If you are just starting college or moving out of the dorms and thus phasing out of your meal plan, you have likely been thrown to the sharks when it comes to using your kitchen. Complaining about meals was something we took for granted until we were actually forced to prepare them for ourselves. It can be challenging at first, but here are a few tips that have helped me along the way:
- Never go to the grocery store on an empty stomach
-
Even before cooking, it’s important to make sure you have a plan to buy your ingredients. Shopping hungry is always a recipe for overbuying, which can really strain a broke college student’s budget and create a lot of waste later on. Make sure to get your groceries after a meal or a few snacks so that your cravings don’t cloud your better judgements.
- Always make a grocery list
-
Other than shortening the amount of time you spend at the grocery store, this is a great way to keep inventory of what ingredients you need and how often you need to replenish them. Lists are a great way to know what you have and what to purchase. Much like buying clothing that matches with other items in your wardrobe, purchasing ingredients that can fuse with multiple items in your pantry is crucial to prevent waste and keep your meals interesting. But before you make a list, you need to plan out your meals.
- Find what meal-prep works for your schedule
-
There are many different ways to meal-prep and the only way to find what you prefer is to try them out. You may find it most efficient to spend a Sunday evening fully making most of your meals for the week, or you may instead opt for ready-to-cook ingredients that you have organized in a way that minimizes daily cooking time.
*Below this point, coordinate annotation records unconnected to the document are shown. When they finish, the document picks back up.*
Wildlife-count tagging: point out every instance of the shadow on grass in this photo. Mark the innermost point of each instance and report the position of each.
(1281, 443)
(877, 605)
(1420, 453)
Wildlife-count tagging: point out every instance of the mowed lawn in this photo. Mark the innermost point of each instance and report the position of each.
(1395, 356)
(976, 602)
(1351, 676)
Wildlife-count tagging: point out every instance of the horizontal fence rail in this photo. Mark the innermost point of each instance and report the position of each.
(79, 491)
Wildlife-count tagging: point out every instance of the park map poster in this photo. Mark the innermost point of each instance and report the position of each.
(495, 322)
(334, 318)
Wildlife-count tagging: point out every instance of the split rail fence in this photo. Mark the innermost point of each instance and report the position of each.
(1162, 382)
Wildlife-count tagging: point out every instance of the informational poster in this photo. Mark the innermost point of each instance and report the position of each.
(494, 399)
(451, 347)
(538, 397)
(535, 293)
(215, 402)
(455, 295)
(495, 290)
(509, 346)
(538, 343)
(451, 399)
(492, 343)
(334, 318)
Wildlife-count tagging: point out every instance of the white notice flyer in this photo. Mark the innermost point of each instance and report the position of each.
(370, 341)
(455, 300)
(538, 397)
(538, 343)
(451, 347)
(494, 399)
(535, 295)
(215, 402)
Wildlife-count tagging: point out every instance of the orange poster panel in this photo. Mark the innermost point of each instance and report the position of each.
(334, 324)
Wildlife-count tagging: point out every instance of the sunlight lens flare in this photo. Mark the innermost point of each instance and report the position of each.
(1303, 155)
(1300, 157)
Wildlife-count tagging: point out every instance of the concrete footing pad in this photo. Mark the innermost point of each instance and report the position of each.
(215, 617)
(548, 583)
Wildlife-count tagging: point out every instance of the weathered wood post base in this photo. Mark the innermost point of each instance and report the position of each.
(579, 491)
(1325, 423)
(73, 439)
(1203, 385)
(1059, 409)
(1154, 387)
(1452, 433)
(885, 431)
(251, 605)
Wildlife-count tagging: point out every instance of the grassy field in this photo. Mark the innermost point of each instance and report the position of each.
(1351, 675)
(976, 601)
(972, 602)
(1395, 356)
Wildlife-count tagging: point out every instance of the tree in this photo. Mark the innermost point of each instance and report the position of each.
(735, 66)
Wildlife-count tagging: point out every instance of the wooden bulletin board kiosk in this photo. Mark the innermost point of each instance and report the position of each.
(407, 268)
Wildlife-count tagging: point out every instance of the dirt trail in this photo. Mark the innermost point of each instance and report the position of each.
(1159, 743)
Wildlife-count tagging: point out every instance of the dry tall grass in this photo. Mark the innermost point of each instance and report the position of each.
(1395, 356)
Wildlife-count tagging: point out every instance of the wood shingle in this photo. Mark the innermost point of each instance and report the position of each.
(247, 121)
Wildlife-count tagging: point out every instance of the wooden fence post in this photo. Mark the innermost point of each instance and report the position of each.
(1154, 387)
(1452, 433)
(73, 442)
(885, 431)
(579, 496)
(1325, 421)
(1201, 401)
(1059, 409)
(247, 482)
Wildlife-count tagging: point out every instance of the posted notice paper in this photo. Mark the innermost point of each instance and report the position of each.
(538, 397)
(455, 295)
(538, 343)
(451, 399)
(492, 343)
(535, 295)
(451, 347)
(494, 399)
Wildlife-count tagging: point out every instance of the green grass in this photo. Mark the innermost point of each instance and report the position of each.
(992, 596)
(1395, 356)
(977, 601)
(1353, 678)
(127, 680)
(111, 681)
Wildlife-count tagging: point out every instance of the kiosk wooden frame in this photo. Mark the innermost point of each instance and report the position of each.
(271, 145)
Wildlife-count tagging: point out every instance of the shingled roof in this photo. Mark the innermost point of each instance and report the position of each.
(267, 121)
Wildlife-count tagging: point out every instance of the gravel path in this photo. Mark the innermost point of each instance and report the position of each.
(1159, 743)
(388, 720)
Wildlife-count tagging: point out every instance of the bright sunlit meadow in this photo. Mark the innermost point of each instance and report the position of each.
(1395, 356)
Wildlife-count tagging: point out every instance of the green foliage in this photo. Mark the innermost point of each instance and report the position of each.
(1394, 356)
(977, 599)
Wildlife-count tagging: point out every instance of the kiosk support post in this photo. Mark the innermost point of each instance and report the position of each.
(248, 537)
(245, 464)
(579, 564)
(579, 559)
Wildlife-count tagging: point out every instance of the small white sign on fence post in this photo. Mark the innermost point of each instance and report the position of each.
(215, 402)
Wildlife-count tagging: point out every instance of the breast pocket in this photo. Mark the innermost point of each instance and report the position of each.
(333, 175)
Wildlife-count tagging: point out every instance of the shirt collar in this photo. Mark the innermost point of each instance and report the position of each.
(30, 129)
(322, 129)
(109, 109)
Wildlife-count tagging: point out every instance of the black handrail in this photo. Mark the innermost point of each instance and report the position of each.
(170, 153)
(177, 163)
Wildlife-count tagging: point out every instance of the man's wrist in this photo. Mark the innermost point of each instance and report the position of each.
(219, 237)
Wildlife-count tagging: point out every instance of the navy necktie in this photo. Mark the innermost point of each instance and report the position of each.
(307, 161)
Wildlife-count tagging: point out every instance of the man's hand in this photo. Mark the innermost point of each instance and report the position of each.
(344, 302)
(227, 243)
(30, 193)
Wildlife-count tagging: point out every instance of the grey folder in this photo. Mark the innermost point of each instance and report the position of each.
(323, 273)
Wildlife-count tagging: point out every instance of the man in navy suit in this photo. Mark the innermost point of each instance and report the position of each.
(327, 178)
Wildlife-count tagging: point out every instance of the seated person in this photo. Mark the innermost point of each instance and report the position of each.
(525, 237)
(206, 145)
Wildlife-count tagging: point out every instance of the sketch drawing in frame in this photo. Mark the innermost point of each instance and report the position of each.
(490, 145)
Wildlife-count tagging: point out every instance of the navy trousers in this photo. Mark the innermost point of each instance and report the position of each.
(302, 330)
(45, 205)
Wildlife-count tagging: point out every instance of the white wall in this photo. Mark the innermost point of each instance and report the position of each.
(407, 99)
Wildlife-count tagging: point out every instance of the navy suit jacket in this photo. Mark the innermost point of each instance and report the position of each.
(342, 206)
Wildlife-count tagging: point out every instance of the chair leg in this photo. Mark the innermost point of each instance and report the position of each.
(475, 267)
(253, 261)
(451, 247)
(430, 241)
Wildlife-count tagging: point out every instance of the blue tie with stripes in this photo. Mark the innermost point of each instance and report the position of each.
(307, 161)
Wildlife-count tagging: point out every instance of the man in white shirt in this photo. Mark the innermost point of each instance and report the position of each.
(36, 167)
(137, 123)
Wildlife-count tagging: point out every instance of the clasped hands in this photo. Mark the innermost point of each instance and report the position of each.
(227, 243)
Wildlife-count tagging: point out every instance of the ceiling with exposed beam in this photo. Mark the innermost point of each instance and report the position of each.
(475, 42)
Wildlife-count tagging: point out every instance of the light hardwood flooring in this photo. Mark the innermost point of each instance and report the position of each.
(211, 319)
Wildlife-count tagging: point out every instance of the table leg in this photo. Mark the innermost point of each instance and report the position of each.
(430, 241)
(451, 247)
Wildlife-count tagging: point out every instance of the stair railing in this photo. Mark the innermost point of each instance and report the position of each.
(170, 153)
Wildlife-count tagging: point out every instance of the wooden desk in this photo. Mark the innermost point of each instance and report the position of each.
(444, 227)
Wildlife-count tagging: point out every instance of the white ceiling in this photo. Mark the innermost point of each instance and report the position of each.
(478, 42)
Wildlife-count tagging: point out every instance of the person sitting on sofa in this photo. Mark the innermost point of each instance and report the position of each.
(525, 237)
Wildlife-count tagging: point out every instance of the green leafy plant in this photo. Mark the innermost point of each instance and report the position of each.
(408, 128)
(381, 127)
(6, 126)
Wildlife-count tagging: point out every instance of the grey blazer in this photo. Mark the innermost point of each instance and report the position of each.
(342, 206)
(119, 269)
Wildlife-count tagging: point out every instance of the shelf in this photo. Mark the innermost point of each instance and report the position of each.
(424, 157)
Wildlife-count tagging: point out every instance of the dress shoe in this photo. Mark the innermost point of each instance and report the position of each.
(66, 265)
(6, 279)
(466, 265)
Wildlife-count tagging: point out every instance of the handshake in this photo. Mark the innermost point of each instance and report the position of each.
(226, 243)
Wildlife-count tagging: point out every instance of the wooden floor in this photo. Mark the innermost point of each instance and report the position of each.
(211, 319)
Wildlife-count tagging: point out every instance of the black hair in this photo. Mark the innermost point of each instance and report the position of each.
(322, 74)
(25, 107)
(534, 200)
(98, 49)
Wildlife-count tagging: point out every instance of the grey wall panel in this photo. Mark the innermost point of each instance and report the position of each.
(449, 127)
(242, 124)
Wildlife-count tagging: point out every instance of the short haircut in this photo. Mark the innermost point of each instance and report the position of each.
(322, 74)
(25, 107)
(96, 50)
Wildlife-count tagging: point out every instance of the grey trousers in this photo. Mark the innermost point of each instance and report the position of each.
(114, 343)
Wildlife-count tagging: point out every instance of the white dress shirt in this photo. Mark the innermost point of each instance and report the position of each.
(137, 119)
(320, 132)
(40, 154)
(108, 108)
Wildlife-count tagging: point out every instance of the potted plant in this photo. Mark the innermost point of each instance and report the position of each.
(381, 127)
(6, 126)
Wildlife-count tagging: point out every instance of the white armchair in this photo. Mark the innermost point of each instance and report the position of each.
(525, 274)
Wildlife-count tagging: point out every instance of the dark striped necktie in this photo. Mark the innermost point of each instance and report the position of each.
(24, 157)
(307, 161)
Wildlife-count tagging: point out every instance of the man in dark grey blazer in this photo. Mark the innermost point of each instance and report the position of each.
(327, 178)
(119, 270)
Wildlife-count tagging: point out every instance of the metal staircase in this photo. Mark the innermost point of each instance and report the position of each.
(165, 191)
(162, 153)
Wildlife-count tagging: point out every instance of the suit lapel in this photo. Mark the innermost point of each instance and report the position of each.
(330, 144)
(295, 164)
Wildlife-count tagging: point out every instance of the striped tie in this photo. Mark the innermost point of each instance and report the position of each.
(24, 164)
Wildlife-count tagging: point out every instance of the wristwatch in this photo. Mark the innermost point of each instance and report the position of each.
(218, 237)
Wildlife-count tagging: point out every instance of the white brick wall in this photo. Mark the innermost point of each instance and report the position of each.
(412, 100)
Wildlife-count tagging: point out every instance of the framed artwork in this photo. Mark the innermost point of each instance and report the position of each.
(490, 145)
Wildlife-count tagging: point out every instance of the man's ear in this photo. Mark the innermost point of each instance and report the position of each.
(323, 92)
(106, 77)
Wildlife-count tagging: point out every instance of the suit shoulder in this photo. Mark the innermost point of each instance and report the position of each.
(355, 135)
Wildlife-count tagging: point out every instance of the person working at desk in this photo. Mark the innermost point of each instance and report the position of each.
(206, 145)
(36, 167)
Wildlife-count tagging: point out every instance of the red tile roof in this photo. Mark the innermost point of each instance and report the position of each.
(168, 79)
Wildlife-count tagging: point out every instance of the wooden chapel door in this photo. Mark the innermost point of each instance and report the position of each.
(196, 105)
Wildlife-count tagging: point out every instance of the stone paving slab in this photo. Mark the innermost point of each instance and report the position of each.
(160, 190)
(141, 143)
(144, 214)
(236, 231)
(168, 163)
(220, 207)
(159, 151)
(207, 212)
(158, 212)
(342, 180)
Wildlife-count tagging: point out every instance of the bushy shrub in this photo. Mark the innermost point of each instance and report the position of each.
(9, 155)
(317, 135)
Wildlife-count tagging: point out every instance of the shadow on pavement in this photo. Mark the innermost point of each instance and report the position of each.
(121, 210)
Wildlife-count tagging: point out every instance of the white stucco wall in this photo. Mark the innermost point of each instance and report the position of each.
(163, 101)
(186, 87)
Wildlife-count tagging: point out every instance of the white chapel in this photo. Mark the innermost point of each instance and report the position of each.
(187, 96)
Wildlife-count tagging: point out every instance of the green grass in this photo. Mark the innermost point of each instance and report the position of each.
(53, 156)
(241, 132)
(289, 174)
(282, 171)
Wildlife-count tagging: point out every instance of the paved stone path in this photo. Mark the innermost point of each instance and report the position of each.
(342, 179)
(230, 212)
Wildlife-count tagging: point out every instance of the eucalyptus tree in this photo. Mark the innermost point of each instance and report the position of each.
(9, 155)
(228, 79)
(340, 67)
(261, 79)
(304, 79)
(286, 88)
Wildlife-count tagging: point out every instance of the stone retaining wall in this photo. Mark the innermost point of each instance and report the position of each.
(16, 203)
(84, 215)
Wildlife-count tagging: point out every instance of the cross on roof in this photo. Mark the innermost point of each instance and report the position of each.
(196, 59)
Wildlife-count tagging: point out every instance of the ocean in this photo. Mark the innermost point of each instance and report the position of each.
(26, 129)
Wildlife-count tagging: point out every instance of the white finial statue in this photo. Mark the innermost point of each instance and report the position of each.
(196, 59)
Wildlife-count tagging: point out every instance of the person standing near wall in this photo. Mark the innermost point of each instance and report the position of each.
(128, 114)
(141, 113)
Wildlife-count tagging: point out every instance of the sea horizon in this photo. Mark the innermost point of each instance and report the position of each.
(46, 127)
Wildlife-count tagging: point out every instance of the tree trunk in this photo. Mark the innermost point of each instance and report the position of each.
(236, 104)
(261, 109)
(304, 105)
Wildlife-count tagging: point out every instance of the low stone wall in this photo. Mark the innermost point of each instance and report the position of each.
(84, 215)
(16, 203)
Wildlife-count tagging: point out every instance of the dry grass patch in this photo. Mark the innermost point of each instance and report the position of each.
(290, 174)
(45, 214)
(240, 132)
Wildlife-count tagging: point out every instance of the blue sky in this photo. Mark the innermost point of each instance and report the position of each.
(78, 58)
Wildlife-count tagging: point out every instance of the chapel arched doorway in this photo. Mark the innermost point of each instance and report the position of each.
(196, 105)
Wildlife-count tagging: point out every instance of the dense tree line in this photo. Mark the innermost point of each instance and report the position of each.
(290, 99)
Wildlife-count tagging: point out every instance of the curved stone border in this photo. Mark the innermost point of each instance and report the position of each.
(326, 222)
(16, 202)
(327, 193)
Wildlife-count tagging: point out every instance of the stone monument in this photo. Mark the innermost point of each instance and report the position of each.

Freezing batches of recipes you make months in advance is another long-term plan that may work for you. It would conserve cooking time on a few more rigorous days potentially further out in the future. Feel free to experiment and alternate between these methods to adapt them to your circumstances.
- Be realistic
-
If you do not often cook lots of fancy dishes, you are probably even less likely to do that when you are overwhelmed with school. Don’t buy ingredients for a bunch of aspirational dishes that you are unsure if you would ever sit down and make (whether this be due to a lack of time or motivation). It is good to venture out of your comfort zone and stretch your culinary palette; however, keep plenty of safe options at the ready if this falls through and you just need a quick meal to pull you through finals week.
Learning how to cook is an ongoing journey and it is okay to slip up along the way. As I write this, I am taking a bunch of frozen food my mom made back to my apartment because I have a lot of rigorous classes that make it difficult to make my own meals. However, these tips helped me survive at least this far. Good luck cooking, and try not to put any aluminum foil in the microwave.